In his music career Sery became a core member of Sixun, an experimental jazz fusion band that saw the light of day in 1984 and made a dozen records by 2010, while the musicians also nurtured side-projects.
He befriended Jaco Pastorius and Wayne Shorter, famed US members of the pioneering jazz-rock fusion band Weather Report founded by the late Austrian keyboard wizard Joe Zawinul.
"Zawinul was a great guy," Sery says. "We played together often."
He became drummer in the Zawinul Syndicate, an international ensemble whose release "My People" was nominated for a 1997 Grammy Award for Best World Music album.
In 2009, a live double album by Zawinul's band, called "75" and featuring Sery, won a Grammy for Best Contemporary Jazz Album.
Born into a family of 18 children in Divo, a small town 180 kilometres (112 miles) west of Abidjan, Sery would accompany older sister Lucie to local dance contests.
"She won little things, a bit of money, and I immersed myself in the music. I wanted to do everything like her," Paco recalls, but he was mostly infatuated with the glistening drums.
"In the end, I built myself a kit with boxes for the bass drum, large cans of tomatoes for tom toms, lids for cymbals. I even made a pedal out of wood and elastic for the bass drum."
From such makeshift beginnings, Paco was totally self-taught. "I watched the drummers, their movements, the way they did things and later I imitated them."
The racket infuriated his father. "Every afternoon, since I couldn't play at my dad's, I went to play at my aunt's. That was fun for her with her alloco (fried plantain) business. She sold allocos with that!"
Paco was just 10 when he tried his luck at a dance hall. "I managed to sneak into the hall and during the break, I asked the bandleader, who was also the drummer and the singer, if I could have a go. 'You're a child, you've got a cheek,' he said. 'Give it a try!' So I did. All the musicians were surprised. 'We'll hire you,' the bandleader said."
"I told myself that it wasn't worth asking my father and went off with them at the age of 10. We went to Dabou and I earned 30,000 CFA francs (45 euros) a month as well as board. In those days, that was enormous," he added.
The child wonder frequented night clubs, concert venues and dances, and he was invited to perform on television. He played with artists of all kinds, from the stars of Ivorian pop to rumba musicians and singers covering American and French hits.
"These are super memories because every singer I played with was a new experience. That's how I got my musical training. When I was young, I didn't want to get stuck in a rut. I wanted to take everything in, discover and play it all. All styles. That hasn't changed.
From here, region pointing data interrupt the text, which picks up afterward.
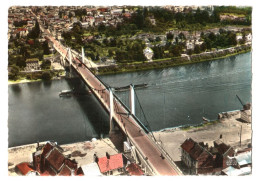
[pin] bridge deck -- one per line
(139, 138)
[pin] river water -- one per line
(175, 96)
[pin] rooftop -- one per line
(110, 163)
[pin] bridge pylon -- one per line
(132, 99)
(111, 106)
(83, 55)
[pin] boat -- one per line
(66, 93)
(136, 86)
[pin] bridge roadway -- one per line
(141, 140)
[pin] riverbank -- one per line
(229, 127)
(171, 62)
(23, 78)
(82, 152)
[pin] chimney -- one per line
(95, 157)
(107, 155)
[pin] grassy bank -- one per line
(176, 61)
(189, 127)
(25, 77)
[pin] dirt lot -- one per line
(228, 127)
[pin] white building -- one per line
(148, 53)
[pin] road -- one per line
(142, 141)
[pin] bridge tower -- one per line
(83, 55)
(70, 61)
(132, 99)
(111, 106)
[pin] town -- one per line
(126, 38)
(101, 31)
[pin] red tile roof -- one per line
(72, 164)
(56, 159)
(134, 169)
(115, 162)
(79, 172)
(188, 145)
(65, 171)
(46, 149)
(24, 168)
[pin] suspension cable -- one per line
(144, 116)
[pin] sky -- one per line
(5, 4)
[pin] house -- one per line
(148, 53)
(32, 64)
(202, 159)
(91, 169)
(196, 158)
(134, 170)
(48, 160)
(25, 169)
(110, 164)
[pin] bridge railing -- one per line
(140, 124)
(166, 154)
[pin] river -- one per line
(175, 96)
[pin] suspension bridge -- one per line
(145, 148)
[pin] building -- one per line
(48, 160)
(134, 170)
(91, 169)
(110, 164)
(25, 169)
(148, 53)
(202, 159)
(32, 64)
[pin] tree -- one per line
(197, 49)
(158, 39)
(35, 31)
(169, 36)
(46, 75)
(45, 46)
(46, 64)
(182, 36)
(13, 74)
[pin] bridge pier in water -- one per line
(132, 99)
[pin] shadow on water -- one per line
(47, 84)
(34, 86)
(16, 88)
(90, 106)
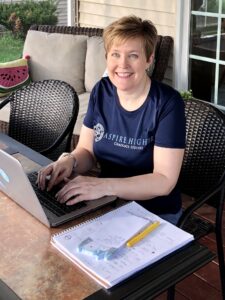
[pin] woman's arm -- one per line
(83, 153)
(82, 156)
(167, 165)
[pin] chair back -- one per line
(204, 157)
(162, 52)
(43, 115)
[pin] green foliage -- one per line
(18, 17)
(11, 47)
(186, 94)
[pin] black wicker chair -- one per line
(202, 176)
(43, 115)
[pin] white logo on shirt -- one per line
(99, 132)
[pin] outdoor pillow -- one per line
(57, 56)
(13, 75)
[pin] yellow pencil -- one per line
(135, 239)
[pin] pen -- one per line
(135, 239)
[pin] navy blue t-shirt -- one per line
(124, 140)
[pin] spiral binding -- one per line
(89, 221)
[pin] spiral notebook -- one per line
(115, 227)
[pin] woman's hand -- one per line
(57, 171)
(82, 188)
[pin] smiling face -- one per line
(126, 65)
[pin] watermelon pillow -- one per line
(13, 75)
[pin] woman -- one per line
(134, 128)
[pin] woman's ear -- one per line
(151, 59)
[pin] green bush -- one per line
(18, 17)
(11, 47)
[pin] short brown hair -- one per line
(131, 27)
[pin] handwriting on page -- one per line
(102, 244)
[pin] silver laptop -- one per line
(14, 182)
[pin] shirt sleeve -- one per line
(171, 131)
(89, 117)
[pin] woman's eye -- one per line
(133, 56)
(115, 54)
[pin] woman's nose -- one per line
(123, 62)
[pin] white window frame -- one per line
(181, 64)
(181, 47)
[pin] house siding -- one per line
(61, 10)
(100, 13)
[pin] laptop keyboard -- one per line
(48, 200)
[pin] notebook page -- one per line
(166, 239)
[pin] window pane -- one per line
(202, 76)
(203, 36)
(223, 7)
(221, 89)
(205, 5)
(222, 46)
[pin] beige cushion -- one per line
(95, 64)
(57, 56)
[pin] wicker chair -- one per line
(203, 172)
(162, 51)
(43, 115)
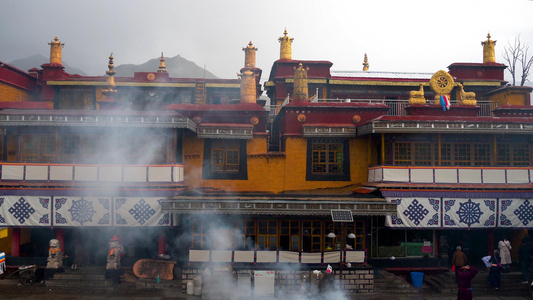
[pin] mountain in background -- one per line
(177, 67)
(35, 61)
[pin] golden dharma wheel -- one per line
(442, 82)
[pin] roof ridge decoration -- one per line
(365, 64)
(442, 84)
(285, 47)
(162, 67)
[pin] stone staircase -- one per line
(389, 283)
(511, 284)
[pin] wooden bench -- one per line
(425, 270)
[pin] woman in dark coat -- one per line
(495, 273)
(465, 276)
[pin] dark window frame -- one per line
(242, 174)
(343, 176)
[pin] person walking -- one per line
(465, 276)
(458, 261)
(505, 253)
(524, 258)
(495, 273)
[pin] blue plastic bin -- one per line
(418, 278)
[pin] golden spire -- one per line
(162, 68)
(55, 51)
(249, 55)
(110, 90)
(248, 86)
(365, 63)
(300, 84)
(285, 48)
(488, 50)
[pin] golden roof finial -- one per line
(55, 51)
(489, 55)
(249, 55)
(300, 91)
(162, 68)
(110, 90)
(285, 47)
(365, 63)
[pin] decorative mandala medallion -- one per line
(106, 220)
(142, 211)
(491, 221)
(525, 212)
(82, 211)
(504, 221)
(60, 202)
(21, 210)
(469, 212)
(434, 220)
(416, 212)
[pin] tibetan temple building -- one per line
(346, 168)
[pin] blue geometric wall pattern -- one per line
(419, 212)
(516, 213)
(82, 211)
(139, 211)
(25, 211)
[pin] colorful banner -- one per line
(138, 211)
(416, 213)
(82, 211)
(461, 213)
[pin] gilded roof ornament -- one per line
(300, 83)
(249, 55)
(489, 55)
(162, 68)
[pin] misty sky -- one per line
(398, 36)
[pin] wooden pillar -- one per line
(382, 149)
(162, 243)
(15, 242)
(60, 236)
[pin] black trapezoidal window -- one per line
(328, 159)
(225, 159)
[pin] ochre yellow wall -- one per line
(5, 243)
(273, 174)
(265, 173)
(12, 94)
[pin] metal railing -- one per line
(396, 107)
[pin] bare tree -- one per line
(518, 53)
(526, 64)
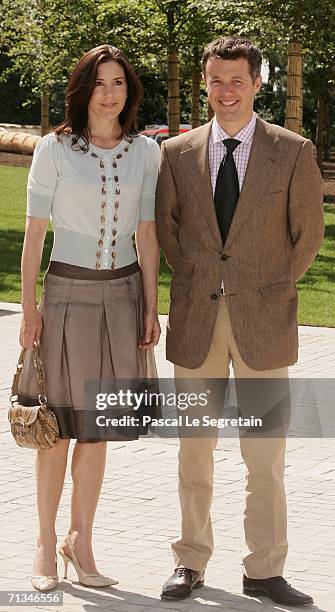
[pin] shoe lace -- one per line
(277, 580)
(181, 571)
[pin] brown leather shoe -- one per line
(277, 589)
(181, 584)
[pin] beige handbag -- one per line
(32, 426)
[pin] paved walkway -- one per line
(138, 514)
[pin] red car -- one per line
(161, 132)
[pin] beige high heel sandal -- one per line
(94, 580)
(45, 583)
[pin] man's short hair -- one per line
(231, 48)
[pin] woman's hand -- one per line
(31, 327)
(152, 331)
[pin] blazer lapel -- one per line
(260, 170)
(196, 159)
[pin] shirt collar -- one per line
(245, 135)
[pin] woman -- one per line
(96, 177)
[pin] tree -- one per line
(43, 39)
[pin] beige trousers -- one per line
(265, 517)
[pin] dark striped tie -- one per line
(227, 189)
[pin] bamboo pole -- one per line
(173, 76)
(319, 141)
(293, 111)
(45, 103)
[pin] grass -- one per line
(316, 289)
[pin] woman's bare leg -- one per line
(50, 473)
(88, 468)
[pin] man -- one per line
(239, 218)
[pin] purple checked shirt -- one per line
(217, 150)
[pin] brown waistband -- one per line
(58, 268)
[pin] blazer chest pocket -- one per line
(278, 291)
(179, 289)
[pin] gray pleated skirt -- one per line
(89, 345)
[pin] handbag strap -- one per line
(38, 364)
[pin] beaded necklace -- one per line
(103, 238)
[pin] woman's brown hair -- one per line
(79, 90)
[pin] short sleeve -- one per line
(151, 165)
(42, 178)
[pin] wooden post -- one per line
(173, 76)
(45, 126)
(293, 110)
(320, 131)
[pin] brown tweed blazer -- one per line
(275, 234)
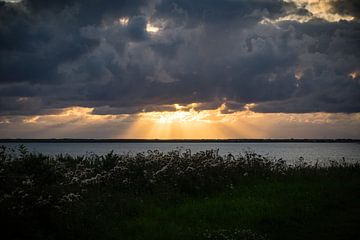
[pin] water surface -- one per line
(311, 152)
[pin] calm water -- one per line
(311, 152)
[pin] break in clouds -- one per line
(134, 55)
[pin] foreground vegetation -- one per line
(175, 195)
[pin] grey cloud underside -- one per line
(56, 54)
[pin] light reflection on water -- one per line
(311, 152)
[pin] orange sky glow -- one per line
(184, 123)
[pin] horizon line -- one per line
(108, 140)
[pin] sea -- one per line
(310, 152)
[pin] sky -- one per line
(163, 69)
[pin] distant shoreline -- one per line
(73, 140)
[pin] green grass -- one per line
(175, 196)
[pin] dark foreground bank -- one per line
(175, 196)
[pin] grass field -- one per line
(175, 196)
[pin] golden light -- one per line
(151, 28)
(184, 123)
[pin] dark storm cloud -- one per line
(56, 54)
(348, 7)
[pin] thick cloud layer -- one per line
(132, 56)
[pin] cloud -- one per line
(59, 54)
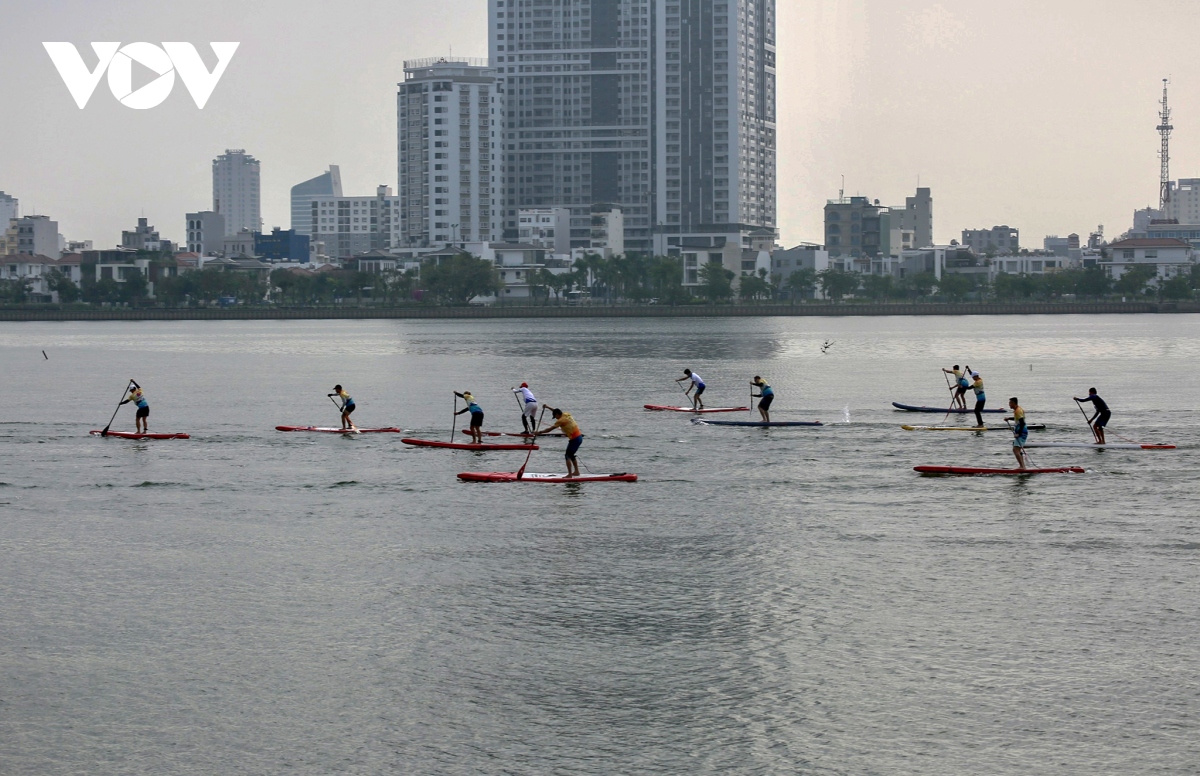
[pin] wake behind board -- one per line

Today I still want to play everything: jazz, coupe-decale, hip-hop, rumba, rock, pop music, rap... it doesn't matter," the musician laughs.
In the 1970s at Club Med Sery was a "drummer-DJ at the nightclub" and "water-skiing instructor by day", incidentally gaining a part in the cult 1978 French comedy film "Les Bronzes".
He remained in Ivory Coast for another half-dozen years before trying his luck in Europe.
He frequented the most renowned jazz dens of Paris from the Chapelle des Lombards to the River Bop and Le Chat qui Peche. Once he was established, he had a hand in launching the Sunset-Sunside club in the heart of town.
While with Sixun, Sery toured with Pastorius and gained a painful insight into self-destruction with drugs. "I don't want to talk about it. At the end, Jaco just wasn't there."
Now Sery says he dreams of completing "a symphonic composition with the Budapest Philharmonic Orchestra".
"I did it (the symphony) by ear, by listening to cassettes and imitating them," he explains.
"I should like to teach young people," he adds about his other dream of founding a music college in his homeland.